Apache Spark is an open-source data processing engine. It contains number of libraries, which you can use to process data on a cluster of computers. The most important benefit is the ability to process data in parallel. It perfectly suits Big Data (add link). It supports multiple programming languages (Python, Java, Scala, and R). You can solve problems in a multiple ways by using SQL, data streaming, and machine learning.
It is widely used in engineering and science. One important user that comes to my mind is CERN they have petabytes of data and they crunch numbers with Spark. It can be used in your local clusters, cloud computing or distributed clusters. It can manage enormous amounts of data.
Spark coordinates the execution of jobs on data across the cluster. To manage cluster it needs additional tool like YARN or Mesos. They grant resources on a cluster to mange jobs.
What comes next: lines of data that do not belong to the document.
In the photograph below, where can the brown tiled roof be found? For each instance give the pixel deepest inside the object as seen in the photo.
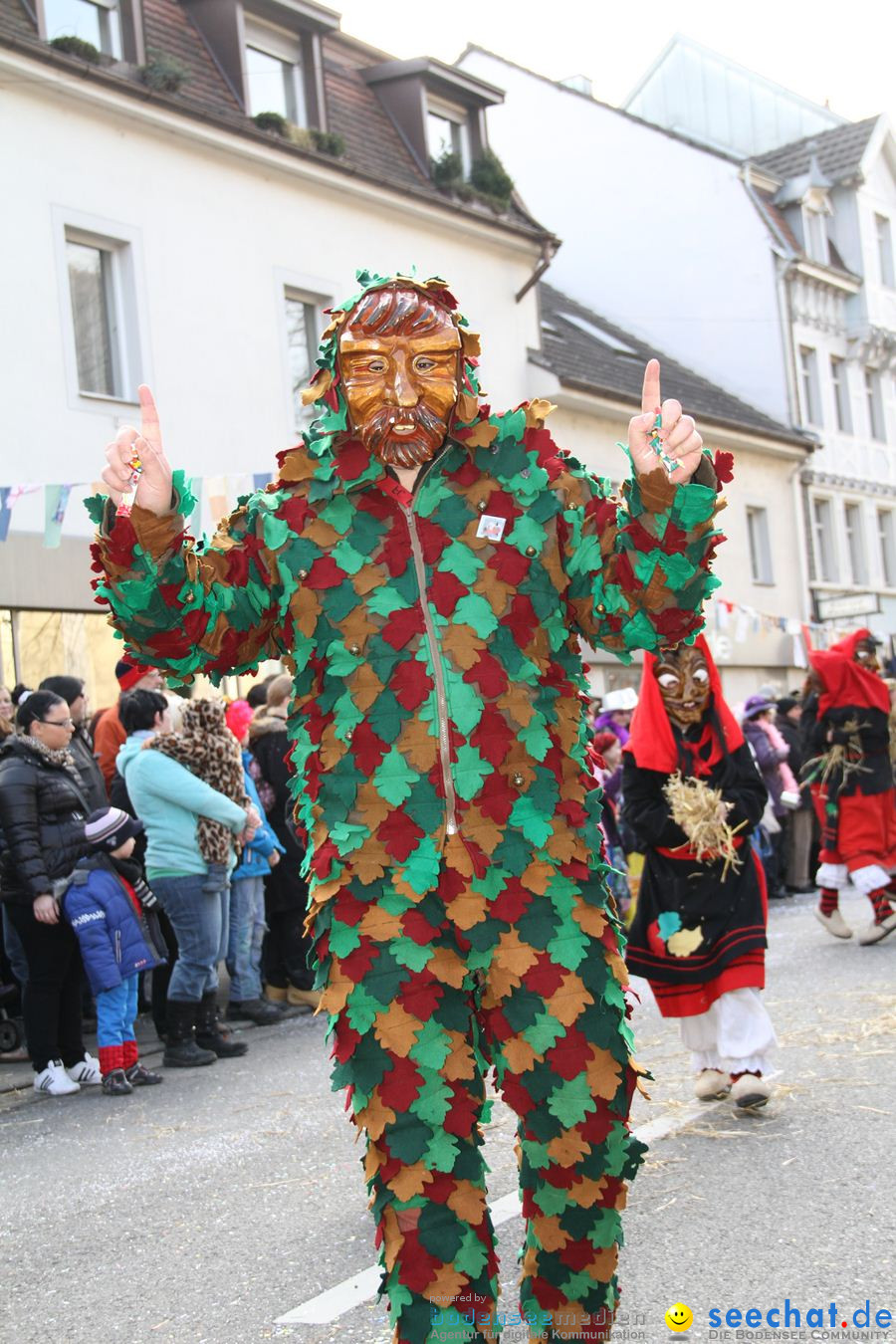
(840, 152)
(585, 363)
(168, 29)
(373, 146)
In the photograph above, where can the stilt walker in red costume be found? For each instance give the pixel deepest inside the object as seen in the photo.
(852, 784)
(692, 797)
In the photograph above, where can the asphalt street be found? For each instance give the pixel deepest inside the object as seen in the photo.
(216, 1205)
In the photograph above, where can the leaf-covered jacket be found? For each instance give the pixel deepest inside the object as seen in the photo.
(434, 637)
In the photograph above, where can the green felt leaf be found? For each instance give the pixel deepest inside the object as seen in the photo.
(545, 1032)
(433, 1045)
(361, 1009)
(572, 1101)
(411, 955)
(422, 868)
(342, 938)
(441, 1152)
(469, 772)
(535, 826)
(276, 531)
(476, 611)
(394, 777)
(527, 533)
(693, 504)
(462, 561)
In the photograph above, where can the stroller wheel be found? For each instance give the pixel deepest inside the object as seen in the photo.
(10, 1035)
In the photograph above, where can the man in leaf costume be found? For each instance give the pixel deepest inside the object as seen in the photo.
(846, 721)
(426, 568)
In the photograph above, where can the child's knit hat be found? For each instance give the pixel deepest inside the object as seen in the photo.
(108, 828)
Essentially Spark is a set of tools that work together providing engine to process your data.
You can take advantage of Spark by using its’ tools and libraries. Spark is composed of lower level APIs and Structural APIs. you can access as well series of libraries for additional functionality. You can perform any data related activities. It can be graph analysis, machine learning, or data streaming.
Structured API are called Datasets. You can use them for writing statically typed code in Java or Scala. This dataset is not available in Python or R since they are dynamically typed. The dataset API provides ability to assign Java/Scala to the records within DataFrame and manipulate it as collection of objects. This flexibility in toolset makes it easy to use higher level API for simple data analysis. In case you have more complex problem you can solve it by using lower level APIs like Datasets or RDDs. they provide you with secure type safe data manipulation.
It is a high level API to perform structures streaming instead of batch processing. This can help reducing latency and allow for incremental processing. The biggest advantage is fast extraction of value out of stream with virtually no code changes. You can start with batch job and then convert it to streaming. This way by incrementally processing data you have full control on the complete end to end process.
These days Machine Learning is very important and help automating difficult tasks. Spark has library MLlib that allows processing, training of models and making predictions. You have access to very sophisticated API allowing to perform several tasks like classification, regression, clustering or deep learning.
Spark has lower level APIs to allow for arbitrary Java and Python object manipulation via Resilient Distributed Datasets (RDDs). Almost everything in Spark is build on top of RDDs. for basis tasks it is advisable to use DataFrames, which are higher level APIs. They offer simplicity to the user. Obviously if you need to access physical execution like partitions then RDDs may be a better choice.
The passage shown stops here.